Out of same mouth comes praising, cursing

By Joel Gay - Contributing Columnist

When I was in high school, I traveled with a Marine Biology class to the Bahamas. We spent the week living at a dive station. The station also served as our classroom, our dining room, and our headquarters for our snorkeling excursions.

The fresh water required for the dive station had to be hauled in every couple of days in a large water truck. One day, as I was hanging around the station, I saw a water truck that looked very similar, but it was parked in a different location than before. My curiosity got the best of me, and I asked the driver what he was doing. He said that he was emptying the holding tank for the sewage. My mind raced to one crucial question: Was this the same truck that had been bringing our drinking water the rest of the week? ACK! I asked the driver about the matter.

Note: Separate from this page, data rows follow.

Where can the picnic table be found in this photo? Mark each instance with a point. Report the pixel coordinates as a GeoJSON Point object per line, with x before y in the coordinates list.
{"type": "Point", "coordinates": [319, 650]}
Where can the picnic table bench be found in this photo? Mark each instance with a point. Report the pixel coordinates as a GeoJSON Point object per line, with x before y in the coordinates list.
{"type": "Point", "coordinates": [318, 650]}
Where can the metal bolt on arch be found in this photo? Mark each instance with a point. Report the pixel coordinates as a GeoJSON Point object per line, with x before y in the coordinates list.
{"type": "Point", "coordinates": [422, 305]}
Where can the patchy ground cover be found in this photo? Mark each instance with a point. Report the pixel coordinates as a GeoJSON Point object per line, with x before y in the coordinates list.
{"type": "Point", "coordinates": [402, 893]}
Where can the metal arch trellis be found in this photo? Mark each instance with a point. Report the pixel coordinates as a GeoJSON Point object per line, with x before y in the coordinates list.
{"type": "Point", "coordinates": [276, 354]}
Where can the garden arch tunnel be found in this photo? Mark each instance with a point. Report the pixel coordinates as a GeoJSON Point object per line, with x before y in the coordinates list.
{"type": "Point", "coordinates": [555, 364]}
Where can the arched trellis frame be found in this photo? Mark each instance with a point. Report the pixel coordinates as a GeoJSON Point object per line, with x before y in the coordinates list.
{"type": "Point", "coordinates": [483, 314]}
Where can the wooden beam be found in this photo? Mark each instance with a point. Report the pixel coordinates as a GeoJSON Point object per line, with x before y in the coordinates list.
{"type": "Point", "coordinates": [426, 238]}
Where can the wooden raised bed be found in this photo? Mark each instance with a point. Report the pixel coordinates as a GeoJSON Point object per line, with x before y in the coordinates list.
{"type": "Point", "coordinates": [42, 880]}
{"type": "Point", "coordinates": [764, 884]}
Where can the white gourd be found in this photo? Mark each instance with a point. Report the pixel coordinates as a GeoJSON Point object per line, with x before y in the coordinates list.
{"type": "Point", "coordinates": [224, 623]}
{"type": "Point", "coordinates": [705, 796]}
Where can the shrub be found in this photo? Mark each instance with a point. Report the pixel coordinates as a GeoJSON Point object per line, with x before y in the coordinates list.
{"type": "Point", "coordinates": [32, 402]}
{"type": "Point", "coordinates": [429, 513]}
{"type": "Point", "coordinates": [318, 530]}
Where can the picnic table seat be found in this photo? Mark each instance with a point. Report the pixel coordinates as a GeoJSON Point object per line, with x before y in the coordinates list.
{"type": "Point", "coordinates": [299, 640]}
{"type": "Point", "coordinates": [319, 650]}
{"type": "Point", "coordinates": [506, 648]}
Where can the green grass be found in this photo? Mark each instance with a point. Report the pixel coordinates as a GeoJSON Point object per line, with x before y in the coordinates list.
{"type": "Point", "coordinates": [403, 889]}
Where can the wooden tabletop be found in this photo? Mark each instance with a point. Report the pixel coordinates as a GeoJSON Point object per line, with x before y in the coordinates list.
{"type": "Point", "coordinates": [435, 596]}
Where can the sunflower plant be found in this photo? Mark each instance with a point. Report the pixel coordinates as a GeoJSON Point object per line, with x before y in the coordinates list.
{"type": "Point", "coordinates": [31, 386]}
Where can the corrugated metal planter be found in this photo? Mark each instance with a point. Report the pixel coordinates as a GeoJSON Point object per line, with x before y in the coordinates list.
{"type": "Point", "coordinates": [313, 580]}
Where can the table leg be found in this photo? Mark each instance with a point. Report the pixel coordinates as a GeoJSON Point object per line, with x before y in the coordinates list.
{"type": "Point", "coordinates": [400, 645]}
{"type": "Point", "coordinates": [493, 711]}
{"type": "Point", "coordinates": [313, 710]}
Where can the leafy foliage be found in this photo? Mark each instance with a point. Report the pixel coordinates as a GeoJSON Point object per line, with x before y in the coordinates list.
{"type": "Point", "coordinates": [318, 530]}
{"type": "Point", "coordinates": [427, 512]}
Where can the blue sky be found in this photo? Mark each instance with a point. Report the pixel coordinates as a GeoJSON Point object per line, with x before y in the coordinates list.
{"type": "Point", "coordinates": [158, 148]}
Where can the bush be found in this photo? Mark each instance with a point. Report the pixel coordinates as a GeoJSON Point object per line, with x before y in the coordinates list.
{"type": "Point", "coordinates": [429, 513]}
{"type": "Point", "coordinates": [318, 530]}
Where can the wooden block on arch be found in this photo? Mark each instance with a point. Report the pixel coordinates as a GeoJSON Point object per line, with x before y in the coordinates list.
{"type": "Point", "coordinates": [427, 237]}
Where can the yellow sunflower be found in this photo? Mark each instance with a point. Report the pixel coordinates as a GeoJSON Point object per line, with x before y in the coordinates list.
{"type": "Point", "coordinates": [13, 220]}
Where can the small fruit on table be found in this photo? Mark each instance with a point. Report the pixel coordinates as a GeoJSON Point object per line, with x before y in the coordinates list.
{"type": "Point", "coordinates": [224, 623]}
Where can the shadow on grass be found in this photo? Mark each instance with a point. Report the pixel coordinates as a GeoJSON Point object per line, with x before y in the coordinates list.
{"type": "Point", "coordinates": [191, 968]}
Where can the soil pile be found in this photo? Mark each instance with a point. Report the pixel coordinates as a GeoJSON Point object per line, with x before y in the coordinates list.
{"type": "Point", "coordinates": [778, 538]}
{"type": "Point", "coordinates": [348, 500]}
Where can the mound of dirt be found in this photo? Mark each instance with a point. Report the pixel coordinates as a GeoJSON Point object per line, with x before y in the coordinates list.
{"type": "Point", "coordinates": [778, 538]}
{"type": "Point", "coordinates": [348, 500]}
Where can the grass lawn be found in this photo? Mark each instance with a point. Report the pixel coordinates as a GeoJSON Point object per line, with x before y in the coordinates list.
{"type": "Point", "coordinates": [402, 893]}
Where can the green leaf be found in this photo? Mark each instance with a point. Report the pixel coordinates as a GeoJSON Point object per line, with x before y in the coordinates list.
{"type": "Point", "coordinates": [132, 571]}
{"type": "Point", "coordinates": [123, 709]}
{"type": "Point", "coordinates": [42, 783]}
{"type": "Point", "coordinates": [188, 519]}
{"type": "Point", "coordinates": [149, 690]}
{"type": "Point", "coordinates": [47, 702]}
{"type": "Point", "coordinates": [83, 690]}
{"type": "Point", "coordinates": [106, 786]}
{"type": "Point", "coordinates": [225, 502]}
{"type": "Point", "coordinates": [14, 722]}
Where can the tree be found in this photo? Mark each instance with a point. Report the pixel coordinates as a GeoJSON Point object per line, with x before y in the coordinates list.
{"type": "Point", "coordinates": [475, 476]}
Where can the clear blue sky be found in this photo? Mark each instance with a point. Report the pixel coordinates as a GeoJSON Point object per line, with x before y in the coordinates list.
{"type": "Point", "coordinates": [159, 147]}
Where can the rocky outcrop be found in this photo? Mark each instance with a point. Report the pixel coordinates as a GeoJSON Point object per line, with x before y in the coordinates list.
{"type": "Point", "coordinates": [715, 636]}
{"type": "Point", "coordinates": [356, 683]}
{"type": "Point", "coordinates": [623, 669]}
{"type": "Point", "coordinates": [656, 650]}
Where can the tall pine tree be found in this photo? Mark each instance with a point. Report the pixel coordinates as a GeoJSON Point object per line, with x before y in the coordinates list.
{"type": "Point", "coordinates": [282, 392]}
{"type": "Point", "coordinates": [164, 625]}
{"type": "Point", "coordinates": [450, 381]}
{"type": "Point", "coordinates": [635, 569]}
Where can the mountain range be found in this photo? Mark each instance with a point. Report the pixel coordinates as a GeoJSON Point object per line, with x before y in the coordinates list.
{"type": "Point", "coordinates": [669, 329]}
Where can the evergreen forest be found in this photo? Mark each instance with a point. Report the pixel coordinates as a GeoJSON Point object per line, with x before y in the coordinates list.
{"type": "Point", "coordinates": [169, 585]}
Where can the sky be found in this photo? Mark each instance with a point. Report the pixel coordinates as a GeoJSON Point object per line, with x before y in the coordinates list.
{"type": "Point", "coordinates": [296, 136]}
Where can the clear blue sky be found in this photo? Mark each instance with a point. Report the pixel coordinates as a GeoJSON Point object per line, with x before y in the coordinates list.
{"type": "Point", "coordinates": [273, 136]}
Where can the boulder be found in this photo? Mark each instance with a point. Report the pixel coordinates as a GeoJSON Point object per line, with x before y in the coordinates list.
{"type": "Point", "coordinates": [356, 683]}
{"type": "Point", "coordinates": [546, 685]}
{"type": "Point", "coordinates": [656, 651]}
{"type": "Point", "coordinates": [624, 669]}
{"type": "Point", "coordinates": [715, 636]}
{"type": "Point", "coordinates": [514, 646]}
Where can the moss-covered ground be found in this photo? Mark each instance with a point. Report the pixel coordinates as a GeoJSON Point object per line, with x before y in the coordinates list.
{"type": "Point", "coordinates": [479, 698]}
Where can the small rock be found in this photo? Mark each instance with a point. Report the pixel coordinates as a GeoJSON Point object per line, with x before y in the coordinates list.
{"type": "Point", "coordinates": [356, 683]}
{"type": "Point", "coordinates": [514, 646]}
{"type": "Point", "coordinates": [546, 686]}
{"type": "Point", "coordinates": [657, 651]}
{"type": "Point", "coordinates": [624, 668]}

He assured me that it was not the same truck.

Imagine for a moment, though, that it was the same truck. Imagine too that the driver assured me he had cleaned the truck’s tank out really, really well. If the drinking water truck and the sewage truck were one in the same, he could not possibly clean it enough for me to ever drink water from its tank.

There is a passage in the book of James that refers to our speech that comes to mind when I think of the trucks. With the tongue we praise our Lord and Father, and with it we curse human beings, who have been made in God’s likeness. Out of the same mouth come praise and cursing. My brothers and sisters, this should not be. Can both fresh water and saltwater flow from the same spring? James 3:9-11

What we would not tolerate for our drinking water, we often tolerate in our speech. It brings to mind a teenage friend of mine who heard one of his peers swearing harshly at another young man.

My teenage friend brought some levity to the situation by asking, “Do you kiss your grandma with that mouth?” During his ministry, Jesus reminded us that a man speaks out of what’s in his heart.

Our hearts can be a source of hurt, hate and harm, or they can be a source of help, hope and healing.

Joel Gay is Pastor of Wilmington Church of the Nazarene.